Single URL or All Pages (GET)
GEThttps://api.scrapfly.io/crawl/{uuid}/contents
# Get all content in markdown format
curl "https://api.scrapfly.io/crawl/{uuid}/contents?key=&format=markdown"
# Get content for a specific URL
curl "https://api.scrapfly.io/crawl/{uuid}/contents?key=&format=html&url=https://example.com/page"
Query Parameters:
key
- Your API key (required)
format
- Content format to retrieve (must be one of the formats specified in crawl config)
url
- Optional: Retrieve content for a specific URL only
Retrieve content for multiple specific URLs in a single request.
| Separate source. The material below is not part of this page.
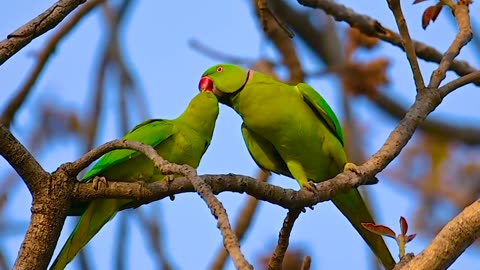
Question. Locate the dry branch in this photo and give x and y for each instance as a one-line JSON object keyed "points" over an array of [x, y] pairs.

More efficient than
making individual GET requests for each URL. Maximum 100 URLs per request.
# Batch retrieve content for multiple URLs
curl -X POST "https://api.scrapfly.io/crawl/{uuid}/contents/batch?key=&formats=markdown,text" \
-H "Content-Type: text/plain" \
-d "https://example.com/page1
https://example.com/page2
https://example.com/page3"
Query Parameters:
key
- Your API key (required)
formats
- Comma-separated list of formats (e.g., markdown,text,html)
Request Body:
Content-Type: text/plain
- Plain text with URLs separated by newlines
Maximum 100 URLs per request
Response Format:
Content-Type: multipart/related
- Standard HTTP multipart format (RFC 2387)
X-Scrapfly-Requested-URLs
header - Number of URLs in the request
X-Scrapfly-Found-URLs
header - Number of URLs found in the crawl results
Each part contains Content-Type and Content-Location headers identifying the format and URL
Efficient Streaming Format
The multipart format eliminates JSON escaping overhead, providing ~50% bandwidth savings for text content
and constant memory usage during streaming. See the Results documentation
for parsing examples in Python, JavaScript, and Go.
Download Artifact
Download industry-standard archive files containing all crawled data, including HTTP requests,
responses, headers, and extracted content. Perfect for storing bulk crawl results offline
or in object storage (S3, Google Cloud Storage).
GEThttps://api.scrapfly.io/crawl/{uuid}/artifact
# Download WARC artifact (gzip compressed, recommended for large crawls)
curl "https://api.scrapfly.io/crawl/{uuid}/artifact?key=&type=warc" -o crawl.warc.gz
# Download HAR artifact (JSON format)
curl "https://api.scrapfly.io/crawl/{uuid}/artifact?key=&type=har" -o crawl.har
Query Parameters:
key
- Your API key (required)
type
- Artifact type:
warc
- Web ARChive format (gzip compressed, industry standard)
har
- HTTP Archive format (JSON, browser-compatible)
Billing
Crawler API billing is simple:
the cost equals the sum of all Web Scraping API calls
made during the crawl.
Each page crawled consumes credits based on enabled features (browser rendering, anti-scraping protection, proxy type, etc.).